Dillon expressed reservations about privatizing the ENERGY STAR program, which has been mentioned as a goal of the Trump Administration.

“There are no private entities that have their own widely accepted, national programs for voluntary certification that are equal to or better than ENERGY STAR. Also, in this function of privatizing things, generally, the people with the most money in their back pocket to pay for lobbyists will get their way.”

Designed and Built Better

Dillon said ENERGY STAR’s mandatory requirements are one way for builders to show that their construction is better than the typical home. “Building to ENERGY STAR requirements is not easy, but if a builder is intentional, it’s doable and worthwhile.”

“This is a program that residential builders, energy raters, HVAC, and insulation contractors all rely on in their work. Ending it means the downstream impacts to other building industry professionals and buildings themselves would be major, especially with no suitable, well-known replacement.”

“The market needs options on the pathway to the most stringent form of building, passive house. There’s still a need for some measurable, marked difference. ENERGY STAR has been a stepping stone to the highest performance building, the Passive House. There’s code-built, ENERGY STAR, Zero Energy Ready, and Passive House. It’s progressing, and it is a valuable program.”

“If ENERGY STAR goes away, the sky is falling…everyone is looking at appliances, but the big concern is all these state organizations, public utility companies, community and housing development organizations – they all rely on the ENERGY STAR program to assure that new homes and buildings are energy efficient, particularly for low-income housing,” Dillon said.

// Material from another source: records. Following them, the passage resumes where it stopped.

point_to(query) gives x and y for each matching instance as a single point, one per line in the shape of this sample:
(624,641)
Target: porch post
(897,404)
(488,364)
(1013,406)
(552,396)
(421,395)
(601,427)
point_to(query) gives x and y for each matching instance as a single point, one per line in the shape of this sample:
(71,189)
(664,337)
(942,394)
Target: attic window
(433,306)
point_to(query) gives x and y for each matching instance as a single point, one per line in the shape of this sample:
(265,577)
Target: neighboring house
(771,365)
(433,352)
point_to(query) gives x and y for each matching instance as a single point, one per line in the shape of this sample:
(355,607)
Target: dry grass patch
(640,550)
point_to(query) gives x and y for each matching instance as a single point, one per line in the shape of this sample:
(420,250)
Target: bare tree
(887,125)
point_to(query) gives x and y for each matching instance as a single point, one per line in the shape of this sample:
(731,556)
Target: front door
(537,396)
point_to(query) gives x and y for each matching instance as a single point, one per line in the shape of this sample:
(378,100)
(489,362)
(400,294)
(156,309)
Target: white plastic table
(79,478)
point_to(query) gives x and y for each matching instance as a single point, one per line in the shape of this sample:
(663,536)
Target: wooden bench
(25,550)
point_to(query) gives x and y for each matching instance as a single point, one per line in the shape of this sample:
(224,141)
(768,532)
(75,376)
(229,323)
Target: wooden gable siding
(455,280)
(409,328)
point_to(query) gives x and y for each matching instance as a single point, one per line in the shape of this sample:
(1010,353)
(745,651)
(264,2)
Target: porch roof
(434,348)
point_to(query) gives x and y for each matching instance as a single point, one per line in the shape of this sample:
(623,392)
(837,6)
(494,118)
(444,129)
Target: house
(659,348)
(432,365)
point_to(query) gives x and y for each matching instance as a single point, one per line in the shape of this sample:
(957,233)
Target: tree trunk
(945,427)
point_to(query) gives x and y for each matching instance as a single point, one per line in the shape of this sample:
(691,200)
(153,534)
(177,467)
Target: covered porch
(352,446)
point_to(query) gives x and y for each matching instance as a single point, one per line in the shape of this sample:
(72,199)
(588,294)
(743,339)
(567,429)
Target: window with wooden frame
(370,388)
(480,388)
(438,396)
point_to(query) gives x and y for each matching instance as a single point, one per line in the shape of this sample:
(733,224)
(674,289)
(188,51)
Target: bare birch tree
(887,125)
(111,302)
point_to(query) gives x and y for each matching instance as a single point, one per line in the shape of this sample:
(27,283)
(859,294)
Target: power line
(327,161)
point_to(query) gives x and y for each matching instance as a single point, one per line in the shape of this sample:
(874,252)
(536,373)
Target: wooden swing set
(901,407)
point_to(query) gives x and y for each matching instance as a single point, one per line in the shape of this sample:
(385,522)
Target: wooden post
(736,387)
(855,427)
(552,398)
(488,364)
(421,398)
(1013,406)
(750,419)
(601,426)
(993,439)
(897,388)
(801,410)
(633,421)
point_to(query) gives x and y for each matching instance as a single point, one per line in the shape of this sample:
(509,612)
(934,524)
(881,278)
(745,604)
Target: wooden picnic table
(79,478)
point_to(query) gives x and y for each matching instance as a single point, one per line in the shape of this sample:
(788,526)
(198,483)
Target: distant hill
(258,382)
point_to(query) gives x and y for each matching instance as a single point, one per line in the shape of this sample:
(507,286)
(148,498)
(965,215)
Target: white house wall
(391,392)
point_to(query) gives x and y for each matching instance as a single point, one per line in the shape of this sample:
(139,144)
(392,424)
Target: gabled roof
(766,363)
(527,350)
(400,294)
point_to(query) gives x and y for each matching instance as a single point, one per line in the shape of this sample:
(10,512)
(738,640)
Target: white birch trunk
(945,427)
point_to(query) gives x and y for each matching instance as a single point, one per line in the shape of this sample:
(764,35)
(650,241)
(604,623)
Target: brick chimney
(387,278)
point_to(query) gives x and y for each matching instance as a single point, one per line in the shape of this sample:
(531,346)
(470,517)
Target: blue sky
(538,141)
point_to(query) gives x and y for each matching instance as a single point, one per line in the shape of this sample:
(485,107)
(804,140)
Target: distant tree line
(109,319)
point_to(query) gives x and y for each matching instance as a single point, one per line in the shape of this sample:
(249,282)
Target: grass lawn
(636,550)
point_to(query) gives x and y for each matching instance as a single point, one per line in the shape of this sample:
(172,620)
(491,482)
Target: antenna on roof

“It’s proof that homes are built better. This would basically disincentivize people to build a better product,” he added.


Industry Responds

In response to the announcement of the end of ENERGY STAR, energy efficiency advocates have urged the administration to reconsider.

“If you want to raise families’ energy bills, getting rid of the ENERGY STAR label would be a pretty good way,” said American Council for an Energy Efficient Economy (ACEEE) President Steve Nadel. “This would take away basic information from consumers who want to choose cost-saving products easily. There’s a reason this program has been so popular with consumers and manufacturers alike.”